The team was moving fast. A new feature needed testing, so someone spun up a high-memory instance on GCP. They meant to shut it down. They didn't.
Sixteen days later, the finance lead was scanning billing trends. That's when they saw it: a slow, silent spike that added up to $42,000—burned on test data that no one was using.
It wasn't the first time something slipped through. But this one hit hard. For a high-growth startup, that wasn't just money—it was 11% of their quarterly runway, gone without warning.
And what hurt more wasn't just the cost. It was how long it took to trace the why.
Here's where things broke down:
No real-time visibility into cost drift The GCP console only showed cumulative spend. No one noticed the increase day by day because no alerts were set at the granular level. It wasn't a spike—it was a bleed, and no one saw it coming.
Disconnected views between DevOps and Finance Engineering saw the resource but didn't track its spend. Finance saw the invoice but didn't know which team or workload caused it. The delay in connecting usage to cost caused unnecessary tension and rework.
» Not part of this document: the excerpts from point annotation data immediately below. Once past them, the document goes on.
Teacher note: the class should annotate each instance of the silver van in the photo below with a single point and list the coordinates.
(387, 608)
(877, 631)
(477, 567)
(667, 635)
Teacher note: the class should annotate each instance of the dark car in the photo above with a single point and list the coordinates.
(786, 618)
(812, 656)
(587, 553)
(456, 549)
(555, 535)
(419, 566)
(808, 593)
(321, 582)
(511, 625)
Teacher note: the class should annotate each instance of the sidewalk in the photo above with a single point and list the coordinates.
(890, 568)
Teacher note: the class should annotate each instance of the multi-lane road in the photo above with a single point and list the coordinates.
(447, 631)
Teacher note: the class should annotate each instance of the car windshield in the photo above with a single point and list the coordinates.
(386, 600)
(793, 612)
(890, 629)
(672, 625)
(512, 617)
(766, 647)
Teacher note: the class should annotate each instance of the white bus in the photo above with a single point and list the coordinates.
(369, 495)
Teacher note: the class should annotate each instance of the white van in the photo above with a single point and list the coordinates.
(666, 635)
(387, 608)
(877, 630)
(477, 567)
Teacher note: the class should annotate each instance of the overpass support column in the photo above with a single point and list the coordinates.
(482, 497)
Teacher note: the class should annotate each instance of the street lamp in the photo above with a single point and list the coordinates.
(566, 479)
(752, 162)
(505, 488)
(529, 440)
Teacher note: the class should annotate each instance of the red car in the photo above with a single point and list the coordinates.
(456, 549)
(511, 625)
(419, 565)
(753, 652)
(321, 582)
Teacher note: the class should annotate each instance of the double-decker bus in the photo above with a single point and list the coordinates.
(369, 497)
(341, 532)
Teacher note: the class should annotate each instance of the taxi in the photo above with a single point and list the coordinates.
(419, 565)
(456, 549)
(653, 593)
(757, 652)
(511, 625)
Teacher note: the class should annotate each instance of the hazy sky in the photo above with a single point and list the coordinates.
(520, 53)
Billing alerts without context The GCP alert triggered after the cost had already crossed the threshold. But it didn't show which role created the instance, or why it wasn't shut down. By the time they got answers, the quarter had already taken a hit.
That's when they brought in Cloudshot—not as a report generator, but as a real-time cost intelligence engine.
Cloudshot connected to their cloud within minutes. It learned the spending baseline, mapped live usage, and—most critically—it brought teams together around the same data.
Here's what changed:
Live Cost Drift Detection with Baseline Intelligence
Cloudshot understood what "normal" spend looked like and monitored deviations in real time. It flagged unusual activity within 3 days—not 16—well before it became a financial problem. The finance team no longer had to find the fire—it was already being watched.
Usage-to-Cost Mapping Across Teams, Services, and Roles
Cloudshot traced the cost anomaly back to a specific instance, linked it to the project, and tied it to the user who deployed it. Now, DevOps and Finance could work with the same view—no translation needed. Blame was replaced by visibility, and resolution happened fast.
Prevented $18K in future waste through continuous optimization
Two more risky patterns—an overprovisioned staging cluster and a forgotten AI training job—were flagged and resolved. No alerts were missed, no meetings were needed. Savings became systematic, not accidental.
The biggest transformation? They stopped living in fear of their own cloud.
They no longer waited for cost spikes to become line items. They saw cost as a signal—not just a spreadsheet.
"Cloudshot didn't just save us money. It gave Finance and DevOps a shared truth."